Pour étudier les différences pouvant émerger entre description atomique du milieu poreux et utilisation d’un potentiel intégré, nous avons mené des simulations dans des conditions similaires à celles données dans (Colombani et al., 2003) qui correspondent à un cas de pore lamellaire dont les atomes sont décrites explicitement.

Le mélange fluide est composé équimolairement de méthane et de n-décane à T=350 K et ρ=0,6 g/cm3. Par ailleurs afin de suivre le plus fidèlement possible les conditions décrites dans (Colombani et al., 2003), nous avons utilisé un kij égal à 0,3. Les paramètres moléculaires du milieu poreux de cette publication représentent ceux d’un aluminosilicate interagissant de la manière décrite dans le chapitre (III.6.e). Nous avons évalué, pour un arrangement cubique face centrée, les paramètres moléculaires équivalent à ceux de cette publication pour notre potentiel intégré, équation (III.41). Nous avons obtenu pour le silicate σsili.=3 Å, εsili.=1,91 kJ/mol, ∆=2,245 Å et ρsili.=0,028 Å-3. Pour obtenir les paramètres solide-fluide de l’équation (III.41) nous avons utilisé les règles de mélange de Lorentz-Berthelot. Les résultats présentés correspondent à des simulations utilisant un rebond spéculaire.

Figure (VI.4) : Facteur de thermodiffusion d’un mélange équimolaire de méthane/n-décane en fonction de la largeur d’un slit pore en silicate. La ligne discontinue représente la valeur fluide libre, les symboles (♦) les valeurs de (Colombani et al., 2003) et les symboles (□) nos

valeurs avec un potentiel intégré.

Les résultats donnés sur la figure (VI.4) montre une faible dépendance du facteur de thermodiffusion avec la largeur du pore et ceci quelle que soit l’approche choisie. Dans ces conditions thermodynamiques pour cette géométrie et ce mélange il semble donc que le milieu poreux n’ait pas, ou très peu, d’incidence sur l’amplitude de la thermodiffusion. Il apparaît néanmoins des petites variations qui peuvent être imputées à une structuration, nous y reviendrons par la suite.

Par ailleurs, cette faible sensibilité au milieu poreux est mise en évidence par l’approche potentiel intégré qui semble à même, dans ce cas particulier, d’appréhender correctement la thermodiffusion par rapport à une approche atomique. En ce qui concerne la sous-estimation du facteur de thermodiffusion par l’approche intégrée pour les pores les plus larges, nous

pensons que cela provient essentiellement d’effets de taille finie. En effet en conservant le nombre de particules constant, la longueur de la boîte de simulation décroît avec la largeur du pore et donc induit une réduction de l’amplitude de la thermodiffusion, voir chapitre IV.2.
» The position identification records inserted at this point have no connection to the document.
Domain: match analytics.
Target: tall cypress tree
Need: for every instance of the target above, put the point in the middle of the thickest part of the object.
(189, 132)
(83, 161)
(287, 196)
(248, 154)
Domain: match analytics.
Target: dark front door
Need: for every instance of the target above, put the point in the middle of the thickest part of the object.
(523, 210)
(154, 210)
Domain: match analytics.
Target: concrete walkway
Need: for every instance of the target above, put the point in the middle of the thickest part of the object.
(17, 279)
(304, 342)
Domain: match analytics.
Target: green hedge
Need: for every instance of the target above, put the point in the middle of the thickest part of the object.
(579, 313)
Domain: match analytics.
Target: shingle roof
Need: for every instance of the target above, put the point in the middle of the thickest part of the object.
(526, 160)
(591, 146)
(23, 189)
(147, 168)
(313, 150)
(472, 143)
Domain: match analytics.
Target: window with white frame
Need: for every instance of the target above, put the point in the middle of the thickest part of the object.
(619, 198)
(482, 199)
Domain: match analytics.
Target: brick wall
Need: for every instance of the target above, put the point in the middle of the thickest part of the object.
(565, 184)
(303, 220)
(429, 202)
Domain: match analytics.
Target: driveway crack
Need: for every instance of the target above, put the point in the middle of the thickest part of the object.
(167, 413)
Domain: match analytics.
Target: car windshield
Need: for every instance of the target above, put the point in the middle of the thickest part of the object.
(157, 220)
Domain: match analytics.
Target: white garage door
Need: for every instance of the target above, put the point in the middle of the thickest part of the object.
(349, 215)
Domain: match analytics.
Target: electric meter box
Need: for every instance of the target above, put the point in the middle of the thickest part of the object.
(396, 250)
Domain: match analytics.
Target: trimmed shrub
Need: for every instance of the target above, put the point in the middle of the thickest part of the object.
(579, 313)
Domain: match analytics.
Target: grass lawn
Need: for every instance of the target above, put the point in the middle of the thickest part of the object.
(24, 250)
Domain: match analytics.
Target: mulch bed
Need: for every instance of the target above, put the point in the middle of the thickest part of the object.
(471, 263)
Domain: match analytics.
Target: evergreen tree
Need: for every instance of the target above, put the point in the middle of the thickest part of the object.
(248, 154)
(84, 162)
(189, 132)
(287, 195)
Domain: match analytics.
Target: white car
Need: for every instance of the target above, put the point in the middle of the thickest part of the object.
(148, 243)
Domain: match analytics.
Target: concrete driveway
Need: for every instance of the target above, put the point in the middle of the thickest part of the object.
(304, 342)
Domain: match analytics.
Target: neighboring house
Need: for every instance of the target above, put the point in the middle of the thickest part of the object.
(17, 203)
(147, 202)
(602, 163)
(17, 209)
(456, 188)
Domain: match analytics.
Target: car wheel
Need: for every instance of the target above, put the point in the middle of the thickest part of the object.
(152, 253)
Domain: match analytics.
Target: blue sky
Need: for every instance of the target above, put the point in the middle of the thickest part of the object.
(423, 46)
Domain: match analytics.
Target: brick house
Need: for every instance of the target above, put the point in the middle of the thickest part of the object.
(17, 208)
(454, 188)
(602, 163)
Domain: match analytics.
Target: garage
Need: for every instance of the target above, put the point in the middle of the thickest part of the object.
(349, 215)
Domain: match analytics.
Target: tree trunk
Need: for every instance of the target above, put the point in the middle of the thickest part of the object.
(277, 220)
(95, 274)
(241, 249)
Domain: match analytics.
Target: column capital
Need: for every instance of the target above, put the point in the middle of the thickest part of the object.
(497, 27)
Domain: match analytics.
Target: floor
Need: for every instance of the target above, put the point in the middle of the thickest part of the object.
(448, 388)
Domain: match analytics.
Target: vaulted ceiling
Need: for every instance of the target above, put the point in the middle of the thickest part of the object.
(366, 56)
La similitude des résultats entre les deux approches peut probablement s’expliquer par le fait que la géométrie est extrêmement simple, la rugosité peu présente et le potentiel d’interaction fluide-solide n’est pas très fort. Par ailleurs la température de la phase solide est quasiment homogène le long du gradient de température comme l’a montré (Colombani et al., 2003). Ainsi les effets thermiques induits par la matrice solide ne doivent pas trop influer sur la thermodiffusion dans ce cas précis.

Notre modèle semble donc à même, dans ces conditions relativement simples, de pouvoir appréhender correctement la thermodiffusion par rapport à un modèle plus complexe mais plus coûteux, ce qui n’est pas le cas au niveau de la conductivité thermique et de l’autodiffusion de masse (Galliéro et al., 2002b, 2002d). Il est néanmoins important de continuer à mener des comparaisons entre ces deux approches afin d’estimer les différences et les processus physiques omis.